You're not going to read that in "Sheena, Queen of the Jungle" in the 1940s!

And in "Green Lama" No. 5 (May 1945), there's a story even more remarkable. The Lama reacts to a bigoted American soldier by taking him behind enemy lines and showing him the logical end of racial prejudice: Nazi Germany. Realizing that he's acting like the enemy, the soldier has a change of heart, even buying the "Negro" soldiers he had previously abused some ice-cream sodas!

As Chuck Rozanski says in his foreword, "though the underlying egalitarian message may seem obviously virtuous today, it was practically suicidal in 1945."

And it was. Spark Publications began receiving hate mail, of course. But the publisher didn't back down -- in fact, they turned it up a notch. In "Green Lama" No. 6, they published a real letter from an anti-Semite on the first page of the hero's adventure. In "An American Story," the Lama goes to Texas (where the letter was from) to confront the writer (fictionalized), whom he shows the error of his ways -- as he breaks up a KKK-like hate group, complete with white hoods.

Wow! Why is this title not famous?

Here's a hint: It was canceled two issues later.

There are a number of pedestrian reasons why this might be so. The market was flooded with new comics after the wartime paper-rationing was eased, and a lot of books came and went during the Lama's short run (1944-46). And some of the Lama's backup features, like Angus MacErc and Lt. Hercules, were painfully bad.

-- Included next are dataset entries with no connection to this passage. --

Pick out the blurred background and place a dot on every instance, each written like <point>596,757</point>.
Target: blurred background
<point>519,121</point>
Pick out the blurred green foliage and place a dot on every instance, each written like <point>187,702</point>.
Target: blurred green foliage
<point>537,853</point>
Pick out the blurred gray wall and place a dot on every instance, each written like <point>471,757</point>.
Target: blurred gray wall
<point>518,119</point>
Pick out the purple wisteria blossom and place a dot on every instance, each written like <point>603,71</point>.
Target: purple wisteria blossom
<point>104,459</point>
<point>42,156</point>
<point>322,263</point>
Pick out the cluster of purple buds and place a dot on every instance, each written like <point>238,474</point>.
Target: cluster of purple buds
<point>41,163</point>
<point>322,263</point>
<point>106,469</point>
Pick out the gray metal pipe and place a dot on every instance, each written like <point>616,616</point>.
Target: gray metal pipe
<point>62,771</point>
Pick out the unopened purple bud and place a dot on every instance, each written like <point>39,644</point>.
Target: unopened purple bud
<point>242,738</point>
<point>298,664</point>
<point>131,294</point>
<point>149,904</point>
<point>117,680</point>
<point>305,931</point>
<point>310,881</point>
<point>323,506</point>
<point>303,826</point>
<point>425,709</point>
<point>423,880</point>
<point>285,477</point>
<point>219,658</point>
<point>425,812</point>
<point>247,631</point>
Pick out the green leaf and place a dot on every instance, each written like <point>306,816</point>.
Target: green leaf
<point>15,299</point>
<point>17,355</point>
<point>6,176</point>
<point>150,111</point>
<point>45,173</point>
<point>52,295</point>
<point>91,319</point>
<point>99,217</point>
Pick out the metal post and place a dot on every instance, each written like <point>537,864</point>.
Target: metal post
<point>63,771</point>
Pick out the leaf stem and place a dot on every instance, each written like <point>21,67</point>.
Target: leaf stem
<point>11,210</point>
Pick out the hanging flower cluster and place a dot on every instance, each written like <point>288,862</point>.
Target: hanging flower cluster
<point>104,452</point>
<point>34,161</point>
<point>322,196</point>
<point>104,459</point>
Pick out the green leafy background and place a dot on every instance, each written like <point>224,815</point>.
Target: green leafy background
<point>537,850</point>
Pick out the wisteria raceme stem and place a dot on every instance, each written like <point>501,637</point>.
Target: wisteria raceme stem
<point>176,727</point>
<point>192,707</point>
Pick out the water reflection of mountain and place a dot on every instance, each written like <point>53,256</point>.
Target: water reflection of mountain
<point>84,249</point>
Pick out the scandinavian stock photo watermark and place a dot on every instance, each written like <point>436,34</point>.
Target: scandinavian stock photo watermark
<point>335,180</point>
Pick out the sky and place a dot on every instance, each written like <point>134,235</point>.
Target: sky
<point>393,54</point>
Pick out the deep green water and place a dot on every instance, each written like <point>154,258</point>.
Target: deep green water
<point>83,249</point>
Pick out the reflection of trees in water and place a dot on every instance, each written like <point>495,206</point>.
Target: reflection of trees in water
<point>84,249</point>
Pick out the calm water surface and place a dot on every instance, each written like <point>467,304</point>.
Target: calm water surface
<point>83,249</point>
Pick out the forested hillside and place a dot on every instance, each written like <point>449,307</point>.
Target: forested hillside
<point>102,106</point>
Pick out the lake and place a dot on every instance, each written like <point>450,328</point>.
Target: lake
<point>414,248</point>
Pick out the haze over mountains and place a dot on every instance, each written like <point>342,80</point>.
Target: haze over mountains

But it seems more likely, as Rozanski speculates in his foreword, that "Green Lama" was simply too liberal for its times. "It doesn't take a huge leap of logic," he writes, "to realize that when you write comics that are deeply offensive to a significant number of your readers, for many of whom racism was a deeply ingrained value in 1945, you're going to lose some sales."